Background: Otitis media is a common infection of childhood. Increasing antibiotic resistance rates among the principal causative pathogens, Streptococcus pneumoniae and Haemophilus influenzae, are associated with failure of first line agents.
Objective: This open, randomized, multicenter study compared the clinical efficacy of a short 5-day course of cefuroxime axetil (CAE) suspension with that of amoxicillin/clavulanate (A/CA) suspension for 8 or 10 days.
Methods: Children age 6 to 36 months with acute otitis media with effusion, diagnosed by tympanocentesis and microbiologic culture, were randomized to receive CAE (30 mg/kg/day in two divided doses for 5 days) or A/CA 40 mg/kg/day in three divided doses for 10 days (A/CA-10). In French centers A/CA was given at 80 mg/kg/day in three divided doses for 8 days (A/CA-8). Patients were assessed 1 to 4 days after completing the course (posttreatment) and followed up at 21 to 28 days after completing the course.

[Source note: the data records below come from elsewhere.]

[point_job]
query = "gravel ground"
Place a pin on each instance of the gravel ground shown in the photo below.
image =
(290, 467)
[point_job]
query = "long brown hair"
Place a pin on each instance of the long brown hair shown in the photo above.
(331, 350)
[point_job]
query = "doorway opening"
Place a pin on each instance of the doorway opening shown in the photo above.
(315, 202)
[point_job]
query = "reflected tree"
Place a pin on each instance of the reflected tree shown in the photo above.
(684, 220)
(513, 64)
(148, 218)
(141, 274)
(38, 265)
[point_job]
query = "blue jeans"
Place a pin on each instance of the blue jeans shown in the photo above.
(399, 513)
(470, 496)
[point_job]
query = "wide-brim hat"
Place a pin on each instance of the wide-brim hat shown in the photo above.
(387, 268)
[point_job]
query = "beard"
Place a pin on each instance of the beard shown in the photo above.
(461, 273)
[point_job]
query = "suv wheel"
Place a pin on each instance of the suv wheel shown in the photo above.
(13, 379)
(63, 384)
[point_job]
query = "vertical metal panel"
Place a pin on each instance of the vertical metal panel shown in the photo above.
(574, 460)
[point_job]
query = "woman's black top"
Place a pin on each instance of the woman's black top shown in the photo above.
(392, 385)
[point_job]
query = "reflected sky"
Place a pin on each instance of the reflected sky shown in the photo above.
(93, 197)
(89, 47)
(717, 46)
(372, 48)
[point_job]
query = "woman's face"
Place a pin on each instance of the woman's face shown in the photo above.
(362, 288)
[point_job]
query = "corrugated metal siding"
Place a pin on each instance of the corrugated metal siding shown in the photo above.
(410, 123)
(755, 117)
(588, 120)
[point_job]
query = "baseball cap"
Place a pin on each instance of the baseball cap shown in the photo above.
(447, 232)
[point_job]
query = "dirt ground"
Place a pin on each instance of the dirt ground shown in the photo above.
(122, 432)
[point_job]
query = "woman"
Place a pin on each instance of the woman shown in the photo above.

Results: Of the 716 patients randomized, 252 were treated with CAE, 255 with A/CA-10 and 209 with A/CA-8. In the clinically evaluable population, the proportions of patients with clinical cure at posttreatment were 175 of 203 (86%), 181 of 205 (88%) and 145 of 164 (88%) in the CAE, A/CA-10 and A/CA-8 groups, respectively, demonstrating equivalence among the three treatments. For patients <18 months old, clinical cures were 111 of 134 (83%), 116 of 131 (89%) and 83 of 99 (84%) in the CAE, A/CA-10 and A/CA-8 groups, respectively; equivalence was also demonstrated. At follow-up, 130 of 175 (74%) CAE, 121 of 172 (70%) A/CA-10, and 112 of 142 (79%) A/CA-8 had maintained cure. A total of 837 pretreatment pathogens were isolated from middle ear fluid in 73% (522 of 716) patients, the majority of isolates were S. pneumoniae (30%) and H. influenzae (27%). The most common adverse events were gastrointestinal, the incidence of drug-related diarrhea being higher in the A/CA-10 group (18%) than in either the CAE or A/CA-8 groups (10%).
Conclusions: A 5-day course of CAE, given twice daily, was shown to be equivalent to the two regimens of A/CA for treatment of acute otitis media with effusion in children.